Kebba Touray’s letter justifies our concern at the presence of the Chief of Defense Staff, the Director General of the State Intelligence Service and the Inspector General of Police at SSHFC headquarters to plead with striking staff members who were blocking public access and thus breaking the law. By their mere presence at what amounted to an industrial dispute, these service chiefs were inadvertently elevating a civil into a military/security matter. The Barrow administration is not a military administration. We must therefore keep the military and the security services out of law enforcement and civil matters.
That said, and in moving forward, we must be cognizant of the fact that the primary mission of the corporation is not to pamper the staff but to deliver on the social contract it entered into with its client. The corporation primary obligation is to the pensioners and not to corporate staff, a message that must be clearly and firmly delivered to every employee of the corporation – from the Managing Director to the office cleaner.
Since the striking employees and their supporters have been touting their number – about 200+ – despite the fact that less than a dozen took part in the demonstrations, we need to also show the number of people whose lives are also impacted in a much more profound manner: –
The Pension Fund comprising of largely parastatals has an active employer membership of about 58 and 113,600 employee membership, meaning that 58 businesses (private and parastatal entities), a very significant number, by Gambian standards, are contributing towards the retirement benefits of 5% of the 2 million Gambians.
The Provident Fund, comprising of mainly private sector companies, has just over 5,100 active employer membership with 123,000 employees.
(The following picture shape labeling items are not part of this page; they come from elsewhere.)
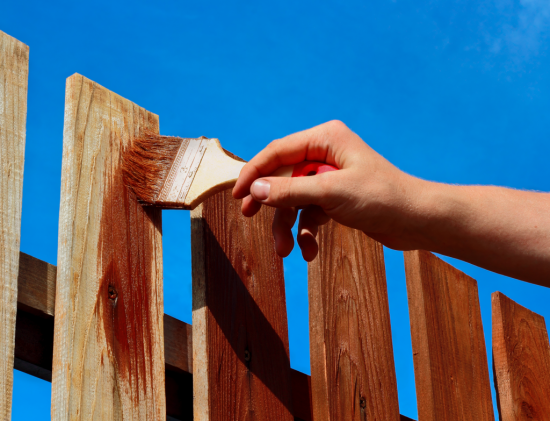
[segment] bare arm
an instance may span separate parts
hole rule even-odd
[[[268,177],[303,160],[340,171],[315,177]],[[233,190],[243,213],[277,207],[277,252],[286,256],[303,208],[298,244],[307,261],[330,218],[398,250],[424,249],[550,287],[550,194],[492,186],[453,186],[397,169],[343,123],[329,122],[272,142],[242,170]]]

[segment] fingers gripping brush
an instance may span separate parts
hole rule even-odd
[[[144,205],[194,209],[213,194],[233,187],[246,162],[225,151],[218,139],[186,139],[146,132],[124,154],[125,183]],[[337,170],[304,161],[272,176],[303,177]]]

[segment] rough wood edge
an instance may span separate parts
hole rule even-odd
[[[493,402],[488,377],[487,351],[483,323],[481,320],[477,281],[428,251],[406,251],[404,257],[419,419],[454,419],[453,416],[459,416],[459,414],[461,416],[475,415],[480,420],[494,419]],[[428,270],[428,268],[430,270]],[[438,273],[443,269],[443,274]],[[454,313],[450,315],[452,322],[448,322],[451,323],[452,326],[444,325],[442,327],[436,323],[438,320],[436,318],[436,312],[438,311],[437,307],[441,305],[441,302],[437,300],[439,297],[434,296],[434,294],[436,294],[435,283],[430,284],[425,281],[425,278],[429,279],[429,276],[426,275],[428,272],[430,272],[430,276],[437,278],[435,279],[435,283],[440,281],[443,282],[441,285],[444,294],[446,294],[446,299],[452,297],[452,292],[449,291],[449,287],[454,287],[455,283],[458,281],[461,282],[462,288],[464,288],[468,294],[469,307],[466,323],[464,323],[465,320],[462,320],[462,324],[456,324],[455,316],[458,314],[458,308],[456,306],[459,306],[460,304],[457,303],[461,303],[461,301],[453,301],[452,299],[445,301],[449,303],[447,307],[451,309],[451,311],[454,311]],[[450,279],[454,282],[450,282]],[[457,291],[458,290],[455,290],[454,292],[456,293]],[[476,307],[477,315],[474,314]],[[465,379],[461,378],[461,373],[453,371],[446,373],[447,375],[450,374],[450,378],[443,377],[442,370],[446,366],[438,360],[438,358],[440,358],[439,356],[447,355],[442,352],[441,348],[444,344],[441,341],[455,337],[458,332],[464,333],[465,326],[469,329],[468,335],[470,340],[476,340],[476,342],[470,342],[468,344],[471,347],[470,352],[472,358],[472,364],[469,367],[471,367],[474,372],[479,372],[477,373],[477,377],[474,376],[474,380],[477,381],[476,384],[467,383]],[[444,329],[444,331],[439,331],[441,333],[434,335],[433,330],[436,327]],[[474,329],[477,335],[473,334]],[[451,344],[451,348],[453,346],[456,346],[454,351],[458,352],[458,348],[460,348],[459,344]],[[482,352],[480,352],[481,348],[483,348]],[[450,350],[446,351],[451,352]],[[468,355],[461,355],[461,357],[465,356],[467,357]],[[437,364],[434,365],[434,361]],[[452,361],[461,361],[461,359],[457,359],[455,356]],[[464,367],[465,365],[462,364],[462,368]],[[459,369],[460,367],[455,368]],[[448,381],[451,383],[447,386],[446,382]],[[457,388],[455,391],[454,387],[456,387],[460,381],[462,381],[462,383],[460,383],[461,388]],[[454,387],[452,386],[453,383],[455,384]],[[461,391],[464,392],[465,389],[468,389],[466,393],[469,393],[469,395],[464,396],[459,393]],[[447,392],[445,398],[441,396],[442,391]],[[472,402],[479,402],[476,406],[477,412],[475,414],[473,412],[474,409],[471,408]]]
[[[158,132],[158,116],[82,75],[67,79],[53,420],[164,417],[161,214],[126,192],[112,159],[143,129]]]
[[[195,421],[208,421],[209,394],[208,394],[208,343],[206,332],[208,307],[206,305],[206,273],[205,273],[205,244],[202,233],[205,230],[202,218],[203,206],[199,205],[191,211],[191,248],[192,255],[192,330],[193,330],[193,405],[202,408],[195,411]]]
[[[0,417],[11,418],[29,47],[0,31]]]
[[[546,419],[544,416],[548,416],[550,410],[547,396],[550,388],[550,343],[544,317],[499,291],[491,294],[491,304],[493,376],[500,419]],[[517,315],[521,315],[520,323],[516,320]],[[528,330],[530,335],[521,335],[518,338],[518,324],[524,329],[522,333],[525,334]],[[530,341],[533,337],[539,341]],[[533,361],[531,367],[526,367],[523,364],[525,359],[518,363],[518,359],[513,358],[519,354],[532,360],[534,353],[541,357],[543,364],[539,364],[540,360]],[[534,384],[535,379],[529,375],[533,367],[537,368],[535,377],[539,384]],[[539,376],[546,377],[546,381]],[[530,393],[533,388],[541,393]],[[523,393],[518,394],[518,390]],[[541,415],[544,416],[541,418]]]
The Industrial Injuries Compensation Fund is made up of Parastatals, Private Sector and Security Services with an active employee membership of 153,000. This figure represents a consolidation of the membership of the Pension and Provident Funds plus the Security Forces. In addition to these number, there are roughly 3,000 active pensioners, bringing the total sum of direct beneficiaries and their dependents to : 153,000 + 3,000 =156,000 x 3 = 468,000
If we assume that there are 3 dependents for every employee members, given that the employees are relatively young, 468,000 or roughly half a million Gambian lives are profoundly affected and inextricably linked to the financial well-being of SSHFC which, in turn, is dependent on how the corporation is managed. The number of a handful of disgruntled striking staffers pails when compared to over 400,000 Gambians and their dependents whose lives could be affected by staff disruptions or mismanagement of the resources of the Social Security and Housing Finance Corporation.